Pendant qu'un gros et franc « dans ton cul ! » est en train de se murmurer en pensées, et de courir par jeux de regards autour de la table, je bats mes notes, trois pages qui rassemblent une liste de courses, divers films à télécharger, un brouillon de lettre de contentieux, les numéros d'inconnus que j'ai attrapés dans des bars, les trois pages qui me suivent depuis un mois, quoi, et quelques lignes qui intéressent le travail d'aujourd'hui.
« Bon. On a une situation de crise. Ah ah ah !
— Oui, enfin pense au soudeur qui nous regarde de Valenciennes, lui ça ne le fait pas marrer la crise, lance Robert, l'insecte du service loisir de la chaîne, avec une pointe de venin, je peux pas balancer un package « tout va pour le mieux dans les meilleurs des mondes » à mon boss, comme si on s'en mettait plein la lampe.
— C'était une boutade, Robert, je m'en tape autant que toi des chômeurs.

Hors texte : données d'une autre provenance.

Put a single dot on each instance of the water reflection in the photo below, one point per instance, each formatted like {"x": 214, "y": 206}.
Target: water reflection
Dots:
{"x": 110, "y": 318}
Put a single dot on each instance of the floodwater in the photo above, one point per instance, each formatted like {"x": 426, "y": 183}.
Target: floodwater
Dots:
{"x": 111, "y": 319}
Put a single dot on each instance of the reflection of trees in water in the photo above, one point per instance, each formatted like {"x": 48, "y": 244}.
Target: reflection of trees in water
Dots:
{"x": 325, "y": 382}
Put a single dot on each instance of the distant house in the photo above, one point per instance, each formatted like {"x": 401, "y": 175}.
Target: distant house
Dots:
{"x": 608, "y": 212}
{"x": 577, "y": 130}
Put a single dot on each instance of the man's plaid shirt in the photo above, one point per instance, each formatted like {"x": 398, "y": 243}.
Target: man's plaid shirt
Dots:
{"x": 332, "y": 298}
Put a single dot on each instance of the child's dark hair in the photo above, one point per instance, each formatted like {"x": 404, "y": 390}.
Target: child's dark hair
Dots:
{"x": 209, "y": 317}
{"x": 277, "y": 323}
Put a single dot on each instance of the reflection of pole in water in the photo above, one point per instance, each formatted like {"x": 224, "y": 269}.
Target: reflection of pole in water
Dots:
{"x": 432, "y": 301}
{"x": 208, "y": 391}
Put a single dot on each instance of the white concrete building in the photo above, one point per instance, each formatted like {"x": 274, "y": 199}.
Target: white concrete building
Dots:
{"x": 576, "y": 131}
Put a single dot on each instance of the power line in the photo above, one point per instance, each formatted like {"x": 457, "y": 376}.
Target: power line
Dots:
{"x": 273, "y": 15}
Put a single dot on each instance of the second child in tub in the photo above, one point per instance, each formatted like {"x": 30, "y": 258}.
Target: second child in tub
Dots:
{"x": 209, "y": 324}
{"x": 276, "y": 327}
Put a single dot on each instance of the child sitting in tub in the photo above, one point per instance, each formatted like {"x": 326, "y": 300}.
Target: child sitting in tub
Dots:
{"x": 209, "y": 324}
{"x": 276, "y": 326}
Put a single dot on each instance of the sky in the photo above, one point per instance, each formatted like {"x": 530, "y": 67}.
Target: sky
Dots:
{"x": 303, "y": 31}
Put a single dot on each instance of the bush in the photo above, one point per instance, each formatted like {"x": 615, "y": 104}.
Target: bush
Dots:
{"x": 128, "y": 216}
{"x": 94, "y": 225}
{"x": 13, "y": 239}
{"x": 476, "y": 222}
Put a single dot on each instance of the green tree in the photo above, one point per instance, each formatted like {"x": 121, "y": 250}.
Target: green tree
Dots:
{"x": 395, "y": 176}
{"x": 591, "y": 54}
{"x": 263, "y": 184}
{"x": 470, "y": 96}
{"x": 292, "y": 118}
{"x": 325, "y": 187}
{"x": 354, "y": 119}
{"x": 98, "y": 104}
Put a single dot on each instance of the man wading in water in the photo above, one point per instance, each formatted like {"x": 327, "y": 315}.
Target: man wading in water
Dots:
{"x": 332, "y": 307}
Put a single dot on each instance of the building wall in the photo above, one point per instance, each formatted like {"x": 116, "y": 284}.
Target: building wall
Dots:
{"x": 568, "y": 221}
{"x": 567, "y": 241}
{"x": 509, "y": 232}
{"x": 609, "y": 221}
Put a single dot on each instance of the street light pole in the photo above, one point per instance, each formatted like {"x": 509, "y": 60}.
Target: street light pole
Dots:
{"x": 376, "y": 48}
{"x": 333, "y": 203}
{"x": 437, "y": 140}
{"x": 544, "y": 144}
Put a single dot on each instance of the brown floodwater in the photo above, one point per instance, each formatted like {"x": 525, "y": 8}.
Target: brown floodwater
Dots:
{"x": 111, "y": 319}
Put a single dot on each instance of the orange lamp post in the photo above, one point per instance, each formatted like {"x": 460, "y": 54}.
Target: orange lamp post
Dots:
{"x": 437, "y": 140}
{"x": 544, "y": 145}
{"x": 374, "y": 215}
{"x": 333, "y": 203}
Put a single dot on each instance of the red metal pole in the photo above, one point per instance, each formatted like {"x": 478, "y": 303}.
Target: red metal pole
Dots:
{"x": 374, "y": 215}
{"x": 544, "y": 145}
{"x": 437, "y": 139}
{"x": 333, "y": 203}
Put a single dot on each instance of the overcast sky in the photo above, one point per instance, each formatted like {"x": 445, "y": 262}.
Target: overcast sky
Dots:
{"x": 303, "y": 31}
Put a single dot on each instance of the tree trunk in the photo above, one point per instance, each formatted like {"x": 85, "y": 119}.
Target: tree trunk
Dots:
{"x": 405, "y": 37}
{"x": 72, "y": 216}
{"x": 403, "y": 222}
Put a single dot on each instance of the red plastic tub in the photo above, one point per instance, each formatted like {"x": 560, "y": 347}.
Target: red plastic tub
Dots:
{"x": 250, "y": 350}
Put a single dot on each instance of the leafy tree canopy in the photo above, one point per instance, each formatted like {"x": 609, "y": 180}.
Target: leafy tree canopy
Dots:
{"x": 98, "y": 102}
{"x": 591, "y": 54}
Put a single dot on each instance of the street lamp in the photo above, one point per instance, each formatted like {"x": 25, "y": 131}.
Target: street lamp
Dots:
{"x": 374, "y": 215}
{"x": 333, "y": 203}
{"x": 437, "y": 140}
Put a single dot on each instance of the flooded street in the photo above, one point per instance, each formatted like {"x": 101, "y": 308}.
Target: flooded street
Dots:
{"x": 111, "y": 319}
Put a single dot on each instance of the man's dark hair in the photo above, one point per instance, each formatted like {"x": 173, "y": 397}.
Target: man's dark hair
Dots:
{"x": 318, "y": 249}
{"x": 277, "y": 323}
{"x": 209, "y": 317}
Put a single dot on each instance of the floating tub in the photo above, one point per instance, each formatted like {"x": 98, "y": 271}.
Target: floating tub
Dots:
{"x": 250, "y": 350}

— Je ne m'en tape pas du...
— Hey ! interrompt Jean-François, on aura tout le temps de reparler du chômage quand on fera notre spéciale sur les Ch'tis. Là, il faut admettre qu'on ne peut pas laisser passer le sujet : le printemps, et surtout le mois de mai, c'est impliquant et c'est pas anxiogène. Alors pourquoi mai 68 ? Envoie la sauce Julien.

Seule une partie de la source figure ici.